Thursday, July 20, 2017

Golang: HTTP Client Opens Too Many Sockets ("Too many open files")

This relates to a project that is work related, so I have to fuzz some of the details. But on the other hand, some details are naturally fuzzed because I have to remember some of the details and my memory is naturally fuzzy...

I'm working on a utility that is, on the surface, simple. It makes a call to an API endpoint using the http.Client, compares some quick results, and if certain conditions are met it makes a series of API calls to save the JSON responses.

The processing/checking process is carried out in a set of goroutines because the comparisons are easy to do in parallel. If the routine needs to pull a JSON reply, it calls a function that is laid out pretty much like the standard examples from the "here's how you get a web page in Go!" sites.


func GetReply(strAPI string, strServer string) string {

    // The URL to request
    strURL := strServer + /service/" + strAPI

        // Also add timeouts for connections
        tr := &http.Transport{
            Dial: (&net.Dialer{
               Timeout: 5 * time.Second,
            }).Dial,
            TLSHandshakeTimeout: 5 * time.Second,
        }
    client := &http.Client{
        Transport: tr,
        Timeout:   time.Second * 10,
    }

    // Turn it into a request
    req, err := http.NewRequest("GET", strURL, nil)
    if err != nil {
        fmt.Println("\nError forming request: " + err.Error())
        return ""
    }
    req.Header.Set("Content-Type", "application/json")
    req.Header.Set("Accept", "application/json")

    // Get the URL
    res, err := client.Do(req)
    if err != nil {
        fmt.Println("\nError reading response body: " + err.Error())
        if res != nil {
            res.Body.Close()
        }
        return ""
    }

    // What was the response status from the server?
    var strResult string
    if res.StatusCode != 200 {
        fmt.Println("\nError reading response body, status code: " + res.Status)
        if res != nil {
            res.Body.Close()
        }
        return ""
    }

    // Read the reply
    body, err := ioutil.ReadAll(res.Body)
    if err != nil {
        fmt.Println("\nError reading response body: " + err.Error())
        if res != nil {
            res.Body.Close()
        }
        return ""  
   }
    res.Body.Close()

    // Cut down on calls to convert this
    strResult = string(body)

    // Done
    return strResult

}

This is actually a modified version of what I've pulled from various tutorials and examples, adding more calls to Close() and doing a check for whether res is nil before performing that call in an error.

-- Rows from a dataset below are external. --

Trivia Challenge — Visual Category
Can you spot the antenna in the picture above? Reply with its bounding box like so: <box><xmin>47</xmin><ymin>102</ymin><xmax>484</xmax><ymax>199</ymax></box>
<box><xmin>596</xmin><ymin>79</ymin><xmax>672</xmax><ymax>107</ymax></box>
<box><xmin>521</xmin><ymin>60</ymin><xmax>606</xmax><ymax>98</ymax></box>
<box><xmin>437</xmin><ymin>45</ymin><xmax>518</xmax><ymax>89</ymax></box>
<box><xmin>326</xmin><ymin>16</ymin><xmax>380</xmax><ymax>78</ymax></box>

I also added a timeout to the client because by default it is set to 0; no timeout. As you can probably guess this version was modified while troubleshooting.

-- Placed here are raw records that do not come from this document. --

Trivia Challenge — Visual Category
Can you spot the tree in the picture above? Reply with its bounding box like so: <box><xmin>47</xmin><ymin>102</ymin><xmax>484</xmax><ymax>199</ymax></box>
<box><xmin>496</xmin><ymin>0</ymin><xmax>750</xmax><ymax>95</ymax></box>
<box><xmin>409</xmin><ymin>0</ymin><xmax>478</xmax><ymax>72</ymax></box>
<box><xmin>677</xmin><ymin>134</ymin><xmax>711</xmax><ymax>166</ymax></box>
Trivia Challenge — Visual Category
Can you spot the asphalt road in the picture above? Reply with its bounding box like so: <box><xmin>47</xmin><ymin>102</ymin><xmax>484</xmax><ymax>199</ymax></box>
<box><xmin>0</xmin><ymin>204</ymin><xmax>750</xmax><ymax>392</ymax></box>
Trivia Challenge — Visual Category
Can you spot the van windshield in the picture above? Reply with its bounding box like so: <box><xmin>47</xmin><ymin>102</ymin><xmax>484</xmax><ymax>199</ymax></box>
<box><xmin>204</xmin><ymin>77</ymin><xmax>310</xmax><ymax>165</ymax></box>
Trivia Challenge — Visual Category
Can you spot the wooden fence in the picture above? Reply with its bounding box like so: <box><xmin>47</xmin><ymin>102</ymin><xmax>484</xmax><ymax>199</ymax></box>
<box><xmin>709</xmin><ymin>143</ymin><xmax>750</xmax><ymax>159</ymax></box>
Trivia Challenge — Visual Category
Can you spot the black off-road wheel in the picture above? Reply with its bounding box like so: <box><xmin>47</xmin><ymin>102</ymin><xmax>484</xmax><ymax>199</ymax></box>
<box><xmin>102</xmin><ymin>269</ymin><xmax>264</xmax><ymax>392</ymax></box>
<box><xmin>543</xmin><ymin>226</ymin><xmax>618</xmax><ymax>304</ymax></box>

After a few hours of the application running we had alerts come in about failing functions on the production servers. When I opened logs I discovered a number of "too many files open" errors, and a developer on the call said there were over 18,000 socket connections on each of the balanced servers.

The only difference was my use of this test program, so I killed it. The socket count fell.

Welp...guess we found the cause. But why?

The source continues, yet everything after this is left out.